Depuis quelques décennies cette revendication de l’origine se greffe sur la technique (le premier à avoir fait de la vidéo, de la télématique, de l’ordinateur, de l’Internet, du biotechnologique, etc.) parce que c’est la société entière qui vit au rythme des innovations. Il y a là quelque chose d’un peu ridicule, mais aussi le symptôme profond de notre temps qu’il faut savoir lire entre les lignes.

Le style quand il devient dominant est une structure de pouvoir. Le style quand il était minoritaire était une structure de résistance. Et ce sont les mêmes qui passent, avec plus ou moins d’élégance, de l’un à l’autre. Il est amusant de voir aujourd’hui comment l’esthétique post-internet (ou simplement internet) s’est imposée avec ses gifs animés, ses glitchs, ses couleurs saturées, son esthétique kitsch, chats et licornes en tout genre. Ce qui est impressionnant est la vitesse de ce tournant, la puissance de cette imposition, le moment ou les institutions du marché et de la culture prennent le relai. Il y a là quelque chose de tragique et de ridicule.

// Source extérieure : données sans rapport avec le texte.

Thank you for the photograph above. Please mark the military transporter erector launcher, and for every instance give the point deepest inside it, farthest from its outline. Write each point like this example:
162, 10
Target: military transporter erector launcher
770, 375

Il y a sans doute une autre histoire de l’art (tout comme il y a une autre histoire de la musique), celle que j’aimerais un jour écrire. Une histoire qui est à côté, quelques noms, surtout des oeuvres, qui ne forment aucun corpus reconnaissable, dont l’agencement n’est pas fondé sur une ressemblance stylistique mais sur une affinité de questions, de domaines, de réalités. Cette histoire, qui n’est pas écrite pour les jours qui viennent, existe bel et bien, elle est celle des artistes connus ou inconnus qui d’une façon fragile continuent un fil, celui du monde de la perception. Ils sont un peu à côté des styles dominants, ils ne peuvent faire autrement, leurs singularités les y poussent, et sans doute savent-ils que ce style dominant n’est que l’écume d’une actualité qui passera, qui sera oubliée à la mesure de sa puissance actuelle.